Why Darth Vader needed therapy

By Catherine Jones
Why Darth Vader needed therapy

Every week in psychology land, someone, somewhere, uncovers something interesting about the human condition. That said, though, there’s a reliable stream of research that we can file under ludicrous.

Like this French study — from the Benny Hill school of psychology, I’d wager — that measured the relationship between the bust size of female hitchhikers and the likelihood of them getting a lift. The bigger the bust, the more lifts they were offered by male motorists. Researchers found there was no change in pick-up rate by female motorists.

Slightly more sensible, but only just, is a paper, also written by a Frenchman, soon to appear in the Journal Of Psychiatry Research. Entitled ‘Is Anakin Skywalker suffering from borderline personality disorder?’, it’s not even been published yet but it’s already making more noise on the internet than a stadium full of vuvuzelas.

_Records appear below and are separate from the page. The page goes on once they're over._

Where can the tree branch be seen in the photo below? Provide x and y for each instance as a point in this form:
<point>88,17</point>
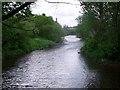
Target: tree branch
<point>15,11</point>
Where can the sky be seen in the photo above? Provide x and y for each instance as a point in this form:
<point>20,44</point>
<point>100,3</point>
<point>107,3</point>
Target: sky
<point>65,13</point>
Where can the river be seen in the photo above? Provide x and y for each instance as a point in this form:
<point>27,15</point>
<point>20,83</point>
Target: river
<point>59,67</point>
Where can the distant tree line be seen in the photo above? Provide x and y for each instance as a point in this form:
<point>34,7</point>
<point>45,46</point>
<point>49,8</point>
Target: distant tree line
<point>99,27</point>
<point>24,32</point>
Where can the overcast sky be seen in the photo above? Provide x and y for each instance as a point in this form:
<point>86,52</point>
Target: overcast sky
<point>65,13</point>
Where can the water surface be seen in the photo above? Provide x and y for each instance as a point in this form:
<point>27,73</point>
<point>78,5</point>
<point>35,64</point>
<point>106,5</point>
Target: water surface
<point>60,67</point>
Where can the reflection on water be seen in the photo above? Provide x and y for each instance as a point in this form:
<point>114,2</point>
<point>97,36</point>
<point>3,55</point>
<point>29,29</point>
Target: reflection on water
<point>61,67</point>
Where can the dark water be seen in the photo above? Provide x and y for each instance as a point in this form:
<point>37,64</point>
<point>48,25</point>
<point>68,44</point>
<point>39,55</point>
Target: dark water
<point>60,67</point>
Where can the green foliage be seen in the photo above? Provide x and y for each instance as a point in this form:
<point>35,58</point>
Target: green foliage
<point>25,32</point>
<point>99,30</point>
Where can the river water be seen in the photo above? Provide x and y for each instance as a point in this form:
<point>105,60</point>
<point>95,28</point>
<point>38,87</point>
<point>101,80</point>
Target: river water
<point>59,67</point>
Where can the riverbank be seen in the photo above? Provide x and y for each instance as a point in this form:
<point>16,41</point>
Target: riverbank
<point>11,56</point>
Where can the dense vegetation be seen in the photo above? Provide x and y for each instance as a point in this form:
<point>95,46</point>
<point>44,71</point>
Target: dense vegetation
<point>69,30</point>
<point>99,29</point>
<point>25,32</point>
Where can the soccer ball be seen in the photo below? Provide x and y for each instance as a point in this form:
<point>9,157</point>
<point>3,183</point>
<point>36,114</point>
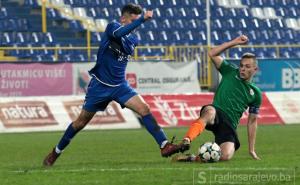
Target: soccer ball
<point>209,152</point>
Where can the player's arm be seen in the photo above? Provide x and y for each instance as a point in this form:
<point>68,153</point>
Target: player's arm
<point>124,30</point>
<point>251,127</point>
<point>215,53</point>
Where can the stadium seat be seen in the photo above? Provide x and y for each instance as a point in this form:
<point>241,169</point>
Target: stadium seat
<point>292,23</point>
<point>269,13</point>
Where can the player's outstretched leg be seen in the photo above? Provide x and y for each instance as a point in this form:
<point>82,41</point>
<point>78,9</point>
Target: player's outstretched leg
<point>71,131</point>
<point>63,143</point>
<point>207,116</point>
<point>137,104</point>
<point>166,148</point>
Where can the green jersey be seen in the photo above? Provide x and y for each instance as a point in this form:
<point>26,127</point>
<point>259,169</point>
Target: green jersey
<point>234,95</point>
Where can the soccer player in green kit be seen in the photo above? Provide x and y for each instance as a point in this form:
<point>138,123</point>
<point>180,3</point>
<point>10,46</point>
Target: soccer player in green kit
<point>235,94</point>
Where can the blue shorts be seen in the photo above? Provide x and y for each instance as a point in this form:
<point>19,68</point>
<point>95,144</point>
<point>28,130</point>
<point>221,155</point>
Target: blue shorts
<point>98,95</point>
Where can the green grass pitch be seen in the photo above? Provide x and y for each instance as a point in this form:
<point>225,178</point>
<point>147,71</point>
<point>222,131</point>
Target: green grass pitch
<point>129,157</point>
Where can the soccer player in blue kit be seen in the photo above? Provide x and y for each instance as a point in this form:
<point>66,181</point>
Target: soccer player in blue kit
<point>108,82</point>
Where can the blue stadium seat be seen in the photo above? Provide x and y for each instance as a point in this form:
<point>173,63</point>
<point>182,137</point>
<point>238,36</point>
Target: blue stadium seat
<point>31,3</point>
<point>3,13</point>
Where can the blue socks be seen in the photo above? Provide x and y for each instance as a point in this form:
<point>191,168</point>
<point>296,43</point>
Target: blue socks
<point>154,129</point>
<point>65,140</point>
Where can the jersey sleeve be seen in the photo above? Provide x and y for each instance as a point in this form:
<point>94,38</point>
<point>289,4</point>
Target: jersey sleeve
<point>226,68</point>
<point>255,105</point>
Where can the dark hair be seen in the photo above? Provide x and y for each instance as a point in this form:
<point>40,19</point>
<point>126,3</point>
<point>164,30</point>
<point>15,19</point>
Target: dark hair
<point>249,55</point>
<point>131,8</point>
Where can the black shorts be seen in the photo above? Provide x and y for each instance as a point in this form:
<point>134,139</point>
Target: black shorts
<point>222,128</point>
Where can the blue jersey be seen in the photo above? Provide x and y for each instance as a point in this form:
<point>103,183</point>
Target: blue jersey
<point>116,46</point>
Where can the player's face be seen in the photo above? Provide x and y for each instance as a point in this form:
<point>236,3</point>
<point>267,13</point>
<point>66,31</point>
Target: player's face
<point>129,18</point>
<point>247,68</point>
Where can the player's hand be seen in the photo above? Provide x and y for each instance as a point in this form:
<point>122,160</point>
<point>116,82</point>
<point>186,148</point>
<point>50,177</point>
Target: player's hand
<point>254,155</point>
<point>148,14</point>
<point>243,39</point>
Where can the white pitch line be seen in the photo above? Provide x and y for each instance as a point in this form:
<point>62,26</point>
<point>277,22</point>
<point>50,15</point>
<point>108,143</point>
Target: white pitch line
<point>141,169</point>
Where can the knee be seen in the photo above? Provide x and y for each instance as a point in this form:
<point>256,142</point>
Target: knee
<point>226,156</point>
<point>208,114</point>
<point>79,124</point>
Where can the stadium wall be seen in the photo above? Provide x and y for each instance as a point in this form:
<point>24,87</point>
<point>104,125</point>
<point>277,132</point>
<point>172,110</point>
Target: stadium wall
<point>45,113</point>
<point>277,74</point>
<point>54,79</point>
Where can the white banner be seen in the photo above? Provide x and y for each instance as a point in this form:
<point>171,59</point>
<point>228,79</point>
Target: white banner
<point>27,114</point>
<point>163,77</point>
<point>287,104</point>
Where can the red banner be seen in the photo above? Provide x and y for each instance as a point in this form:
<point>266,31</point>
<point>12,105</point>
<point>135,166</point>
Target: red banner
<point>181,110</point>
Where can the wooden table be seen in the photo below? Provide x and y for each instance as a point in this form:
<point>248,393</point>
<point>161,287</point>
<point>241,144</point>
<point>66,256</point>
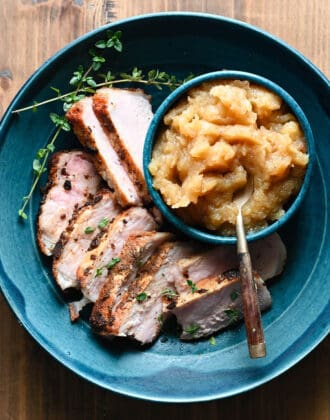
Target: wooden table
<point>32,385</point>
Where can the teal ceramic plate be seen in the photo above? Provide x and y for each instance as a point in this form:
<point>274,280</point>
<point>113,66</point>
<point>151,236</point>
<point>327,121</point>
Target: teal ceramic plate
<point>170,370</point>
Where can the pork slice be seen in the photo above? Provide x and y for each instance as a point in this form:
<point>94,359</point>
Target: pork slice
<point>90,133</point>
<point>268,256</point>
<point>216,305</point>
<point>92,271</point>
<point>139,314</point>
<point>72,181</point>
<point>136,252</point>
<point>86,224</point>
<point>126,115</point>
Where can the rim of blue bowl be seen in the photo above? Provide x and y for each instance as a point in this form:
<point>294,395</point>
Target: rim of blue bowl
<point>175,96</point>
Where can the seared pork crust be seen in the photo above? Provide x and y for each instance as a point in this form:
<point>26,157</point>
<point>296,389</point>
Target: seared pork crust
<point>72,181</point>
<point>215,305</point>
<point>90,133</point>
<point>107,105</point>
<point>91,272</point>
<point>83,231</point>
<point>136,252</point>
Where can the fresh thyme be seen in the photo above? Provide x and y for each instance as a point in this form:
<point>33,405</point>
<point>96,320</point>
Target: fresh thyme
<point>112,263</point>
<point>193,286</point>
<point>213,341</point>
<point>103,223</point>
<point>141,297</point>
<point>84,82</point>
<point>169,294</point>
<point>89,230</point>
<point>234,295</point>
<point>156,78</point>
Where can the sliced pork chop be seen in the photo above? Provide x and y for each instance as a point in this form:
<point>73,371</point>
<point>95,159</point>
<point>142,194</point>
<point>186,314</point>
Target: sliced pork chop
<point>136,252</point>
<point>92,272</point>
<point>126,115</point>
<point>268,256</point>
<point>215,305</point>
<point>72,181</point>
<point>90,133</point>
<point>139,313</point>
<point>87,223</point>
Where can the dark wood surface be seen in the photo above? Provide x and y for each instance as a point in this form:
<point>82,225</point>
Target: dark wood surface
<point>33,386</point>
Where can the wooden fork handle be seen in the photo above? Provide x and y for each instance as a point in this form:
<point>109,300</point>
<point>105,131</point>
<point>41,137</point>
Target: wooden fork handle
<point>252,317</point>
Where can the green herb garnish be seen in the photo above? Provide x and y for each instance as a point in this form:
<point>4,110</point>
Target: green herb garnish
<point>103,223</point>
<point>141,297</point>
<point>139,263</point>
<point>112,263</point>
<point>99,271</point>
<point>85,82</point>
<point>234,295</point>
<point>213,341</point>
<point>169,293</point>
<point>193,286</point>
<point>89,230</point>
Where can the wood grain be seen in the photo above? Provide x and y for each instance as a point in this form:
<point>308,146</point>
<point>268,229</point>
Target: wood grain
<point>32,385</point>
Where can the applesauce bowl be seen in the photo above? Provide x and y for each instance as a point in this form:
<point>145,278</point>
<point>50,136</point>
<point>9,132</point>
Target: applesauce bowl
<point>157,126</point>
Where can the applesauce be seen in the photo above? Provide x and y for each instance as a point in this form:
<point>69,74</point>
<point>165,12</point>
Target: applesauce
<point>220,134</point>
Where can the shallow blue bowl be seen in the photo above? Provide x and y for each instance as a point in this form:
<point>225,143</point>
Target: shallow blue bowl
<point>157,124</point>
<point>170,370</point>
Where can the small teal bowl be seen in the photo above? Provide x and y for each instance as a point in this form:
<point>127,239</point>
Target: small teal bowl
<point>157,121</point>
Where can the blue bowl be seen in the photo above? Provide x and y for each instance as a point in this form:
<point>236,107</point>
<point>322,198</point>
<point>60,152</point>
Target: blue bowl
<point>156,124</point>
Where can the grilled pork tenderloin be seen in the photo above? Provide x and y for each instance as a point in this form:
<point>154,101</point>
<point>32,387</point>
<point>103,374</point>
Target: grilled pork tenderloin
<point>72,181</point>
<point>90,133</point>
<point>135,253</point>
<point>214,304</point>
<point>84,227</point>
<point>126,114</point>
<point>92,272</point>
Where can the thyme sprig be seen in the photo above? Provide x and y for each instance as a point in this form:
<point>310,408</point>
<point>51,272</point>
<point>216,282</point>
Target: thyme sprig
<point>39,167</point>
<point>155,78</point>
<point>84,82</point>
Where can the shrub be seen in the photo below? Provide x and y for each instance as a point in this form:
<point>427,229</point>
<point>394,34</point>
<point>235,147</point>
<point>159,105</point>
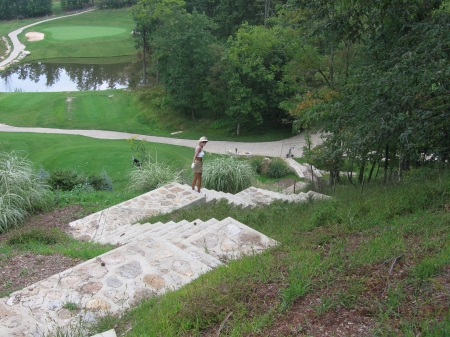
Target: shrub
<point>152,174</point>
<point>228,174</point>
<point>278,168</point>
<point>21,190</point>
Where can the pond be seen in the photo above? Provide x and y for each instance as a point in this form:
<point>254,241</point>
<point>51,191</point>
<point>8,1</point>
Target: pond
<point>45,77</point>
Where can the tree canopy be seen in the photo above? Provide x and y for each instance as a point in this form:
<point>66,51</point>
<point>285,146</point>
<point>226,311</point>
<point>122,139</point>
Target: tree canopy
<point>373,77</point>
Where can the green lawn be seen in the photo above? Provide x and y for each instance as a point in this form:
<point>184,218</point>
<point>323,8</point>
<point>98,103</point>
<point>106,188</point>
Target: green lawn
<point>78,37</point>
<point>125,111</point>
<point>88,155</point>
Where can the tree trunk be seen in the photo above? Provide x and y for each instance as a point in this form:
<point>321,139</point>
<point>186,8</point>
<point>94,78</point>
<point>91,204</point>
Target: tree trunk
<point>371,171</point>
<point>144,56</point>
<point>361,170</point>
<point>386,163</point>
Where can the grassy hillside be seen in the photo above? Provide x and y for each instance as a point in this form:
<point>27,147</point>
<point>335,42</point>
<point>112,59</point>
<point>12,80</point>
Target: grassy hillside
<point>364,265</point>
<point>100,33</point>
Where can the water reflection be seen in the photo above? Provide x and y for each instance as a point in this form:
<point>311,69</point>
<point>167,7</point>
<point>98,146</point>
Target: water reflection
<point>44,77</point>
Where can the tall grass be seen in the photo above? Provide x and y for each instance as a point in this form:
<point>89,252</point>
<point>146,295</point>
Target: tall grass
<point>21,190</point>
<point>228,174</point>
<point>152,174</point>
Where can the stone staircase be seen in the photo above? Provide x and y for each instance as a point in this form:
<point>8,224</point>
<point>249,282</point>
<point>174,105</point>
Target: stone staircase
<point>150,259</point>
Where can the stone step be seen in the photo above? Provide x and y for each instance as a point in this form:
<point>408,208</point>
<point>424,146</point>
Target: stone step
<point>303,170</point>
<point>109,283</point>
<point>228,239</point>
<point>162,200</point>
<point>117,231</point>
<point>133,233</point>
<point>234,200</point>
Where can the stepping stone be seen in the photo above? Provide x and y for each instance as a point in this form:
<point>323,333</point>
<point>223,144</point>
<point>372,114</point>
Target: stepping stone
<point>228,239</point>
<point>110,283</point>
<point>162,200</point>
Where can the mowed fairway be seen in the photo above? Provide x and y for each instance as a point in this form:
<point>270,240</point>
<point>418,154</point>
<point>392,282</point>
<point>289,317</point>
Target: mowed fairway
<point>95,34</point>
<point>89,155</point>
<point>80,32</point>
<point>113,110</point>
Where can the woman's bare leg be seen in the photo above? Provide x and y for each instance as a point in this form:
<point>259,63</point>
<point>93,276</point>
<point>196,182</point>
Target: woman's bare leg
<point>194,182</point>
<point>199,182</point>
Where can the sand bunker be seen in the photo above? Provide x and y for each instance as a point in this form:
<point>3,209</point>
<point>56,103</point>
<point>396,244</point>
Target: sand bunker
<point>34,36</point>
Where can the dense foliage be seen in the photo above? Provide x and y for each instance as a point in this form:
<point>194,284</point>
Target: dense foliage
<point>19,9</point>
<point>372,76</point>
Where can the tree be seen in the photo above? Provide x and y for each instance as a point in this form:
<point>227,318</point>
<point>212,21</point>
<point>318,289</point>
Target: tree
<point>149,16</point>
<point>185,57</point>
<point>255,61</point>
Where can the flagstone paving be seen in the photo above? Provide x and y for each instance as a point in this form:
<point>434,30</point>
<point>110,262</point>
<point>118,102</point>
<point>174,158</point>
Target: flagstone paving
<point>151,259</point>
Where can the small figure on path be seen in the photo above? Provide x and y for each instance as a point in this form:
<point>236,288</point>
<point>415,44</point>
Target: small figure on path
<point>197,164</point>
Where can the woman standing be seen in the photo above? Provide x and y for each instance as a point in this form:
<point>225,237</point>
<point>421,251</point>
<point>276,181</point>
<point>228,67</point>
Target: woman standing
<point>197,164</point>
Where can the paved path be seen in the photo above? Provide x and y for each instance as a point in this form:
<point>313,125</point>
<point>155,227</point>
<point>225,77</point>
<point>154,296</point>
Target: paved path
<point>273,149</point>
<point>18,47</point>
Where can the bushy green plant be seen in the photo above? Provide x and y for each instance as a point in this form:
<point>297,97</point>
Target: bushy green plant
<point>100,182</point>
<point>21,190</point>
<point>278,168</point>
<point>152,174</point>
<point>256,162</point>
<point>65,180</point>
<point>228,174</point>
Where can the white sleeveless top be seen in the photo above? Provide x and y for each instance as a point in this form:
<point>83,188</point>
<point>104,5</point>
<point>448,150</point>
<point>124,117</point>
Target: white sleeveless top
<point>201,153</point>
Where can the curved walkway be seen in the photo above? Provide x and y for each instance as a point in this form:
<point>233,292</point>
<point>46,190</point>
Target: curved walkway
<point>18,47</point>
<point>272,149</point>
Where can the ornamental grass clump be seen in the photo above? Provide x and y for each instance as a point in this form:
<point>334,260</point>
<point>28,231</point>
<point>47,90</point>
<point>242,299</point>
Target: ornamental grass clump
<point>151,175</point>
<point>21,190</point>
<point>256,162</point>
<point>278,168</point>
<point>228,174</point>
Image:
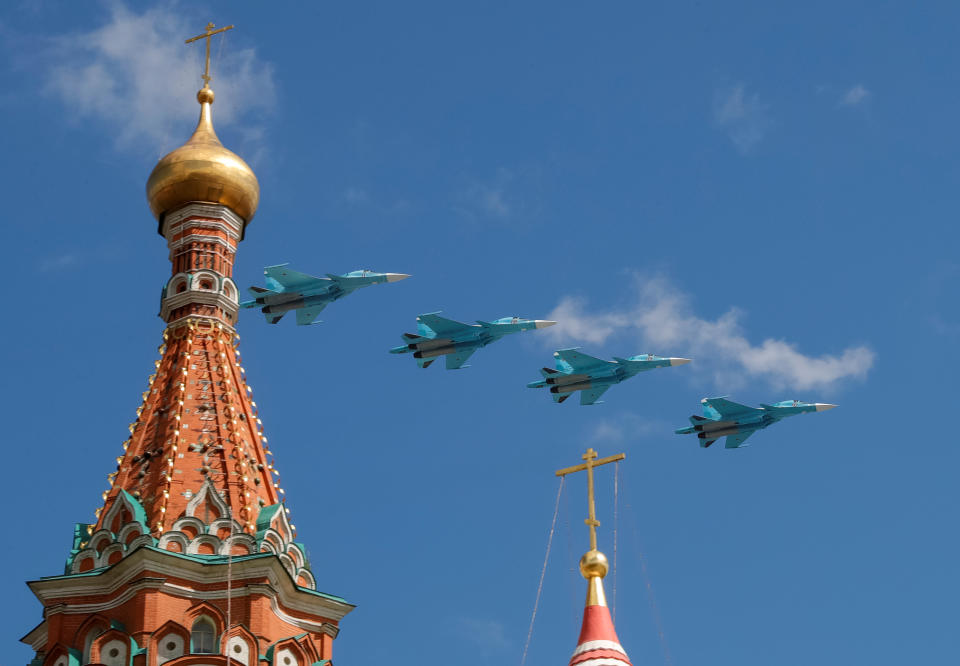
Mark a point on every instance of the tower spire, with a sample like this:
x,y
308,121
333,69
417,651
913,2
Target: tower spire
x,y
598,644
192,550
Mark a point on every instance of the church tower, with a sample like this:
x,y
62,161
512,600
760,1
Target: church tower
x,y
192,560
598,644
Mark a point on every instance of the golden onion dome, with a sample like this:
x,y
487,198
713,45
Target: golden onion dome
x,y
203,170
594,564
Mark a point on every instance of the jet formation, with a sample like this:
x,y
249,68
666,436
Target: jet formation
x,y
438,336
736,422
593,376
289,290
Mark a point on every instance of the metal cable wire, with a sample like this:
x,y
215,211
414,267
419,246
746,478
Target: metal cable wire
x,y
229,583
543,572
651,597
616,495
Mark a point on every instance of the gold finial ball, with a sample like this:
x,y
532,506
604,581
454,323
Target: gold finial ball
x,y
594,564
205,95
202,170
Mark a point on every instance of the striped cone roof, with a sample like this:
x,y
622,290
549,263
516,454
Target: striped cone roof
x,y
598,644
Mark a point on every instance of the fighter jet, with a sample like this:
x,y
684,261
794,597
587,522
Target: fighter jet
x,y
289,290
439,336
593,376
736,422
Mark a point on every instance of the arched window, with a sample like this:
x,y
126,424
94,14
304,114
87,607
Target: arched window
x,y
202,637
88,642
114,653
238,650
169,647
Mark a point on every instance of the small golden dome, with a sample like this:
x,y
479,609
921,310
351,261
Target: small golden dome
x,y
594,564
203,170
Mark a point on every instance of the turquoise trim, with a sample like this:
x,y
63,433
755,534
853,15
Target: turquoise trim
x,y
79,534
134,648
264,518
206,560
303,551
139,514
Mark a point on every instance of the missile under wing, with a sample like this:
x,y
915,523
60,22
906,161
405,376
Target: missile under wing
x,y
725,418
288,290
576,371
438,336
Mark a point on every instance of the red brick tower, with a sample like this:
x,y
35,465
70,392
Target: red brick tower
x,y
192,560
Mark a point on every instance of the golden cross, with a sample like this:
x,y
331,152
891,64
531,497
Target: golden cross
x,y
591,462
207,35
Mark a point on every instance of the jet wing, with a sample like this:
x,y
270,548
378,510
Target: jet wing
x,y
590,396
736,441
286,279
456,360
306,316
441,326
577,362
727,408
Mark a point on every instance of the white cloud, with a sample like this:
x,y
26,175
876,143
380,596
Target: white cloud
x,y
135,74
489,634
510,195
743,116
59,262
855,95
662,318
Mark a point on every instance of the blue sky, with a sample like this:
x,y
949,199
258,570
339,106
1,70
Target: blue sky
x,y
768,189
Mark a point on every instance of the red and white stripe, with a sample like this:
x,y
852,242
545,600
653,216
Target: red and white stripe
x,y
598,644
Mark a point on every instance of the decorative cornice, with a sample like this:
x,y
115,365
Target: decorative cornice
x,y
149,560
191,297
209,214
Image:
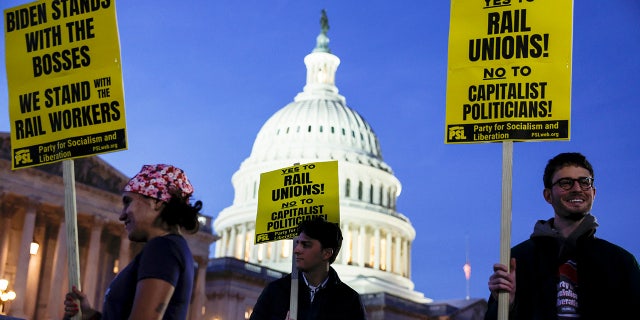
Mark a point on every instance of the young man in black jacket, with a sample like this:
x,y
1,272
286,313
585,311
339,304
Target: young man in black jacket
x,y
563,271
321,294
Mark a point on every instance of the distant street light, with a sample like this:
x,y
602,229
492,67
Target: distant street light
x,y
33,250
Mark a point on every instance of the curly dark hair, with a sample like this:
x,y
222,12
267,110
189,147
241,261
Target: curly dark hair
x,y
328,233
562,160
179,211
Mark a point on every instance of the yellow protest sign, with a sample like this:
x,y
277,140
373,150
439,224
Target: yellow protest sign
x,y
291,195
64,75
509,71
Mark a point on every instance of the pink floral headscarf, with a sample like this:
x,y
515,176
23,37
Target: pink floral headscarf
x,y
160,181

For those of you who don’t know, Anakin Skywalker grew up to be Darth Vader, only one of the worst baddies in film history. After giving Anakin a thorough assessment (ie watching Attack Of The Clones and Revenge Of The Sith), a psychiatrist at Toulouse University Hospital has identified in him six of the nine criteria that define borderline personality disorder in the Diagnostic and Statistical Manual of Mental Disorders.

The criteria include:
Frantic efforts to avoid real or imagined abandonment;
Unstable self-image or sense of self;
Impulsivity in at least two areas that are potentially self-damaging (spending, drinking or binge eating, for example);
Chronic feelings of emptiness; and
Difficulty controlling anger.

‘I believe that psychotherapy would have helped Anakin and might have prevented him from turning to the dark side,’ adds the author Eric Bui. ‘Using the dark side of the Force could be considered as similar to drug use: it feels really good when you use it, it alters your consciousness and you know you shouldn’t do it.’

But why stop at Darth Vader? What about evil wizard Saruman in Lord Of The Rings? Don Corleone in The Godfather? Dr No in James Bond? Even Pete Campbell or Don Draper in Mad Men? Surely this is a whole new area of psychology just waiting to be explored. If you’re reading this, Eric Biu, please get yourself a load of box sets and watch them, DSM manual in hand. We need a diagnosis for all our favourite bad guys.